Lured by the prospect of work, youngsters, seasonal college students, and desperate computer enthusiasts volunteer to serve Geek Squad. At first the job will seem more glamorous than Burger King, but the takeaway pay is the same (sometimes lower). In my experience, employees who aren’t paid well grow careless, resentful, and dismissive, especially since they don’t have the dispensary income to safely quit. So staff get sullen and disengage from their work. This creates a poisonous workspace and no amount of cultural currency can counteract it.
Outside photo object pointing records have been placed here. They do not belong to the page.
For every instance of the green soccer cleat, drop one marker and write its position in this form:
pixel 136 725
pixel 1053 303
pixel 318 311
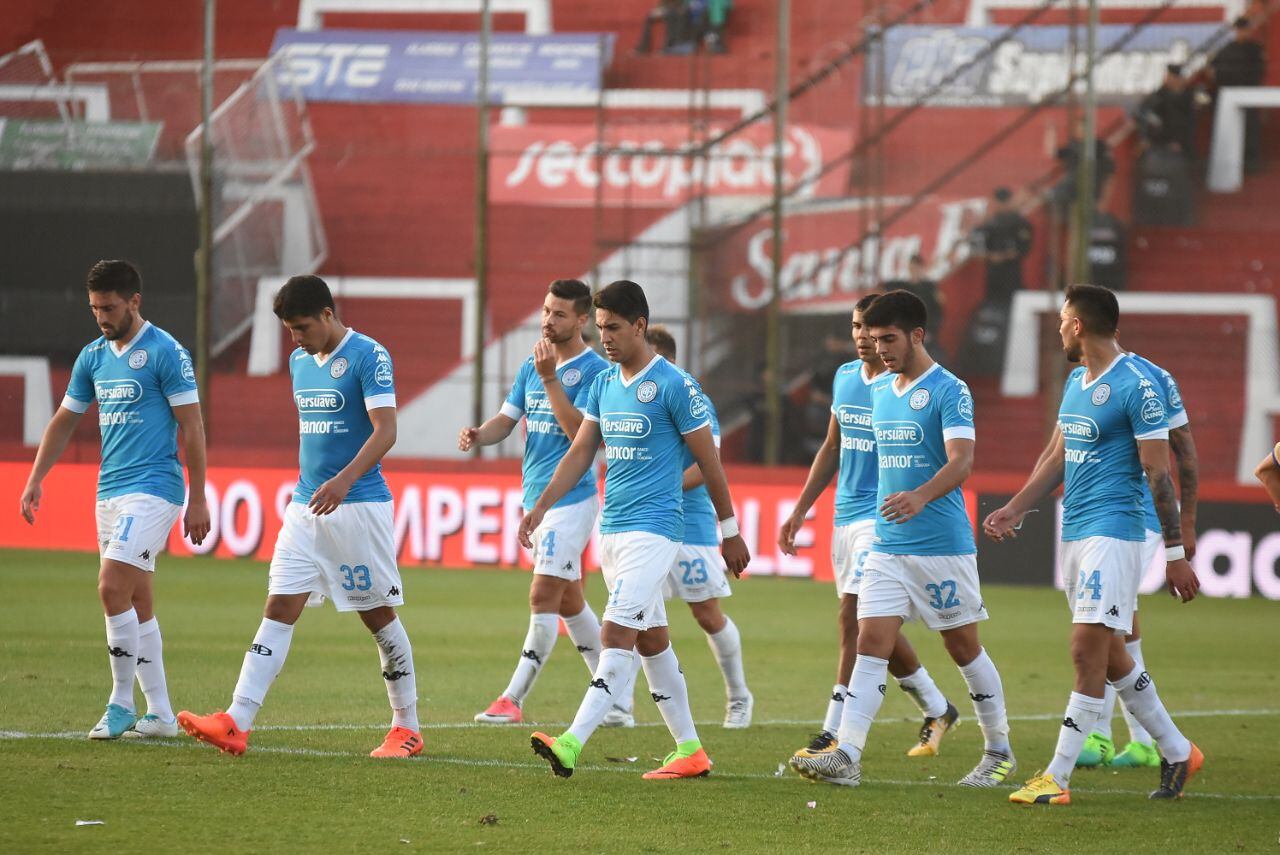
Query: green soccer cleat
pixel 1136 755
pixel 1098 750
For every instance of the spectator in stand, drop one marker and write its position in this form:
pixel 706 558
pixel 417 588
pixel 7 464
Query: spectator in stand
pixel 1242 62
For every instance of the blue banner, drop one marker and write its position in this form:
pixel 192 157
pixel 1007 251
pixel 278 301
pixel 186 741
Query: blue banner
pixel 1031 64
pixel 384 67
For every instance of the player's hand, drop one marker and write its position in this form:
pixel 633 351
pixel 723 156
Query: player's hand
pixel 31 503
pixel 195 521
pixel 329 495
pixel 528 526
pixel 736 554
pixel 900 507
pixel 544 360
pixel 1002 524
pixel 1182 580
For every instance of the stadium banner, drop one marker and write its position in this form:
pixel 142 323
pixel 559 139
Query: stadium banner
pixel 400 67
pixel 470 520
pixel 1028 65
pixel 560 164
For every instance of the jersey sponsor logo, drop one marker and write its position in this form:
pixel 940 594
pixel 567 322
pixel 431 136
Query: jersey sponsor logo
pixel 117 392
pixel 896 434
pixel 1078 428
pixel 625 425
pixel 319 399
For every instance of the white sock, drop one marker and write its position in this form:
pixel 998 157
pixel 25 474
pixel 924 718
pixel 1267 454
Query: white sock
pixel 924 693
pixel 835 709
pixel 122 644
pixel 397 657
pixel 151 671
pixel 727 649
pixel 1137 732
pixel 670 691
pixel 615 672
pixel 1082 714
pixel 987 694
pixel 539 643
pixel 584 631
pixel 1138 694
pixel 862 704
pixel 261 666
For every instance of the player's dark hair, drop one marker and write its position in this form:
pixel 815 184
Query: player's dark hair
pixel 572 289
pixel 662 339
pixel 302 297
pixel 900 309
pixel 1096 306
pixel 624 298
pixel 114 275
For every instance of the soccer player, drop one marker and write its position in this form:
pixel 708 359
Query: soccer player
pixel 648 412
pixel 850 451
pixel 551 393
pixel 922 562
pixel 698 575
pixel 337 540
pixel 1115 433
pixel 145 388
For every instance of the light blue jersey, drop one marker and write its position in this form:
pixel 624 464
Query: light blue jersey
pixel 136 389
pixel 702 526
pixel 334 397
pixel 1102 423
pixel 644 421
pixel 859 471
pixel 545 442
pixel 912 430
pixel 1173 399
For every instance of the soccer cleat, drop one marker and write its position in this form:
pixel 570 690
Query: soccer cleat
pixel 561 753
pixel 831 767
pixel 819 744
pixel 1174 776
pixel 1098 750
pixel 1041 790
pixel 216 728
pixel 618 717
pixel 689 760
pixel 400 743
pixel 992 769
pixel 151 727
pixel 113 725
pixel 503 711
pixel 932 731
pixel 1137 754
pixel 737 712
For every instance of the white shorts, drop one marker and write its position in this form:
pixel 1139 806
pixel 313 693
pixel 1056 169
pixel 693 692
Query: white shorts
pixel 562 538
pixel 635 565
pixel 1100 577
pixel 850 544
pixel 135 527
pixel 942 590
pixel 347 556
pixel 698 575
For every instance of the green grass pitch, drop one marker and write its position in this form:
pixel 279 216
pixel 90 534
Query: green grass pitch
pixel 306 783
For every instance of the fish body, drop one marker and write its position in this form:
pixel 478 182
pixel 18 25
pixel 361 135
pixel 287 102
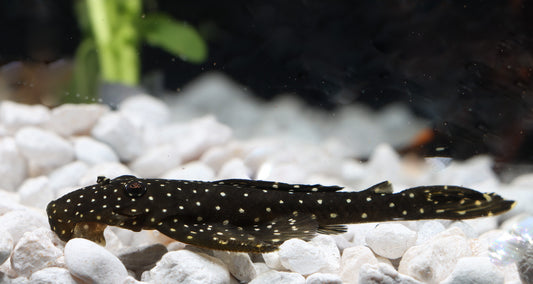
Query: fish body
pixel 252 216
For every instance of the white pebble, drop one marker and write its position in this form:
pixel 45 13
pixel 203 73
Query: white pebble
pixel 92 263
pixel 110 170
pixel 320 278
pixel 13 169
pixel 14 115
pixel 145 110
pixel 272 276
pixel 390 240
pixel 359 232
pixel 119 132
pixel 18 222
pixel 70 119
pixel 475 270
pixel 303 257
pixel 185 266
pixel 434 260
pixel 35 192
pixel 192 171
pixel 131 280
pixel 272 260
pixel 191 139
pixel 239 264
pixel 383 274
pixel 217 156
pixel 93 152
pixel 384 164
pixel 52 275
pixel 43 149
pixel 351 261
pixel 68 175
pixel 332 255
pixel 234 168
pixel 10 201
pixel 156 161
pixel 35 251
pixel 428 229
pixel 6 245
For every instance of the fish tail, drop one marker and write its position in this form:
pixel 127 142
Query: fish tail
pixel 379 204
pixel 453 202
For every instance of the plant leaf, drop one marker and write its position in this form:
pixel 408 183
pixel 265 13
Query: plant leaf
pixel 176 38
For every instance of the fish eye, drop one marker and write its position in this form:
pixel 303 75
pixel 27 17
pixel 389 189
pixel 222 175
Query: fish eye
pixel 135 188
pixel 102 180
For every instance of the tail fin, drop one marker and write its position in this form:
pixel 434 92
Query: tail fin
pixel 453 202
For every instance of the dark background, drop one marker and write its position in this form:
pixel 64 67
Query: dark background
pixel 465 65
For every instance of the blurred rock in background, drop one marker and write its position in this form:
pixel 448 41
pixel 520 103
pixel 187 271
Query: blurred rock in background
pixel 466 66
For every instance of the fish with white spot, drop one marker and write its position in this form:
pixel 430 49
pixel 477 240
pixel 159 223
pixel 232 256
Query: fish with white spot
pixel 252 216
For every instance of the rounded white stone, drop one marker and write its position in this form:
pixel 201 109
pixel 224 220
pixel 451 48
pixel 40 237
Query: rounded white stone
pixel 332 255
pixel 272 260
pixel 18 222
pixel 121 134
pixel 145 110
pixel 67 176
pixel 234 168
pixel 474 270
pixel 70 119
pixel 34 251
pixel 35 192
pixel 391 240
pixel 191 139
pixel 383 273
pixel 320 278
pixel 6 245
pixel 93 152
pixel 239 264
pixel 110 170
pixel 92 263
pixel 192 171
pixel 273 276
pixel 13 168
pixel 435 259
pixel 14 115
pixel 303 257
pixel 351 261
pixel 52 275
pixel 428 229
pixel 44 149
pixel 184 266
pixel 156 161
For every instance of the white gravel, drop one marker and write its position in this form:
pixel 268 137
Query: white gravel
pixel 214 130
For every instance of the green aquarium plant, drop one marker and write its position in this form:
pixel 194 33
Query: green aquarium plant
pixel 112 32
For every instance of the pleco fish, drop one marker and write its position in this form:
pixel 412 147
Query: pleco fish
pixel 249 215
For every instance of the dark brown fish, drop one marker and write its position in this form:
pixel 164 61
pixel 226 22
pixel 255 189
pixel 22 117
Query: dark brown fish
pixel 249 215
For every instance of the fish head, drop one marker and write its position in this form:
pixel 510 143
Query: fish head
pixel 87 211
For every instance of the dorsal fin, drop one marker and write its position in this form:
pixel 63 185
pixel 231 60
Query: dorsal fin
pixel 270 185
pixel 382 187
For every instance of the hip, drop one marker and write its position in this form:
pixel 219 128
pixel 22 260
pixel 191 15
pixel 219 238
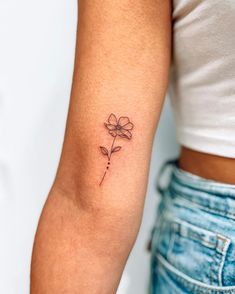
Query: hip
pixel 193 240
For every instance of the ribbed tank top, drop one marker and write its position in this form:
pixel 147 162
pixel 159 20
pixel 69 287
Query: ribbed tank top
pixel 202 75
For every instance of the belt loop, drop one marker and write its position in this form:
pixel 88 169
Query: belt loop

Geek Squad staff are only rewarded for selling services, discouraging counter agents from doing actual tech support or working too hard to keep up appearances. Good tech help takes time and Geek Squad staff keep their consultations brief, leaving plenty of time for the sales pitch and just enough time to assess the client’s original problem. Poindexter, in contrast, includes a minimum of one hour for each consultation. Sure, we make less money, but we’re able to do a better job and ensure client satisfaction. Supporting people, including our own staff, is the cornerstone of every business, but Geek Squad seems to have forgotten that dogma somewhere on the path to greater wealth. Unhappy workers might mutiny and go on to found a new, better company.
They Outsource. A lot.
If you’ve ever surrendered to the Geek Squad call center labyrinth, you were first processed by their overseas call center, then connected with a foreign technician. Customers are so familiar with this, we don’t even question it. Sending jobs overseas is an all too common way for American businesses to cut costs by relying on cheap foreign labor. Geek Squad is no exception. Whether you call their support line or reach out to a local Best Buy, Geek Squad will use overseas labor wherever possible. Of course, some computer repairs require local workers, but this is expensive and time consuming. For Geek Squad to service an ever expanding customer base, all while avoiding the high expense of hiring local technicians, they have no choice but to trust in overseas labor farms. This creates immediate control problems, especially with client’s data privacy. The more hands involved in your computer’s repair, the greater the threat of data theft. Geek Squad is regularly criticized for playing fast and loose with client data. Whenever possible, never trust your computer to a stranger.
This is why Poindexter does all computer work from our lab in Hampden, Baltimore, and only trusted, local technicians are employed. People you know – people who live nearby – people who you’ll see at Wyman Park. Tech support and computer repair from good, local folks you can trust.